Being John Faso cannot be easy.
Here's a true Republican Party loyalist from Columbia County who by all rights should have had the nomination for state comptroller in 1994, but was forced off the ticket in a deal between the GOP and Conservative leadership.
Herb London, who got the comptroller's nomination that year, quickly became a low priority for those same leaders. He proceeded to mount a miserable candidacy and lose to Democrat H. Carl McCall in what was otherwise a good year for Republican candidates.
Cut to 2002. Faso, after serving as Assembly minority leader, gets the nomination for comptroller in and, with the position now vacated by gubernatorial candidate McCall, Faso almost makes it.

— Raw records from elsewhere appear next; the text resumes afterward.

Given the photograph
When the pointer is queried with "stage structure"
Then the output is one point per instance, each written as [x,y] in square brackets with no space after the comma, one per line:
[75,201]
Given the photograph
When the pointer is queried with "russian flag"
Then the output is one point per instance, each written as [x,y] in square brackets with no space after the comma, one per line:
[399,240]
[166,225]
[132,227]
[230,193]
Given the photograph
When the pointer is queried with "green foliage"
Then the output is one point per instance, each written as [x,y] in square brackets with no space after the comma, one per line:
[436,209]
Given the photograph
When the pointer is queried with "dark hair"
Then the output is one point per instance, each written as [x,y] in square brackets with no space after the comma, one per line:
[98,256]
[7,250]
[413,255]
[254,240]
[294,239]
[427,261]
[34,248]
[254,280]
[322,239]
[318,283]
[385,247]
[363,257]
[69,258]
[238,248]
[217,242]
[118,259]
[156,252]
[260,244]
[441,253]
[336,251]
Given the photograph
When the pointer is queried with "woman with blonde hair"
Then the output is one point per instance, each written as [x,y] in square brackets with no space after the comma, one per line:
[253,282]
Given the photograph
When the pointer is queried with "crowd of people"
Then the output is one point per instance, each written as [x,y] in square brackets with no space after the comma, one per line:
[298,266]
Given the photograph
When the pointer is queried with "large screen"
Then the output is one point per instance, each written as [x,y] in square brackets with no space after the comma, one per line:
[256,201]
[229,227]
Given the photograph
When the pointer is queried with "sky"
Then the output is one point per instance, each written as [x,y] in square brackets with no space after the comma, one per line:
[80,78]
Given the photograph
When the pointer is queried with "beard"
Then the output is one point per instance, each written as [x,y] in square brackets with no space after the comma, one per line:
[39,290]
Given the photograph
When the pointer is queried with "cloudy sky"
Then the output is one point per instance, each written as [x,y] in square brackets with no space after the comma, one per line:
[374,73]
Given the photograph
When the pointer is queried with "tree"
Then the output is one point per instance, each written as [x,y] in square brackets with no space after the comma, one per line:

He pulls up just short of Democrat Alan Hevesi on Election Day.
Four years later Hevesi is looking like a cinch for re-election when lightning strikes. He falls into scandal, its impact assisted by a suddenly-animated state Ethics Commission and a suddenly-relevant Gov. George Pataki.
Where's Faso when this happens? Unfortunately for him, he's out running for what turns out to be the wrong job, governor, against a seemingly unstoppable foe.
So while Faso trails Eliot Spitzer in all polls, comptroller nominee Chris Callaghan -- a complete unknown from the Saratoga GOP -- finds himself struggling to surpass the wounded Hevesi.
Does anyone believe that if Faso were the comptroller candidate this time, he wouldn't be way ahead by now, finally nailing down the job he sought to begin with, persuading voters on the plain logic that it might be a good idea to have a Republican comptroller as watchdog on a Democratic administration?
Being John Faso cannot be easy.


Comments (1)
Except Faso probably would have not exposed Hevesi the way Callaghan did so he wouldn't get the benfit of Hevesi's freefall. Faso is a smart but starcrossed candidate.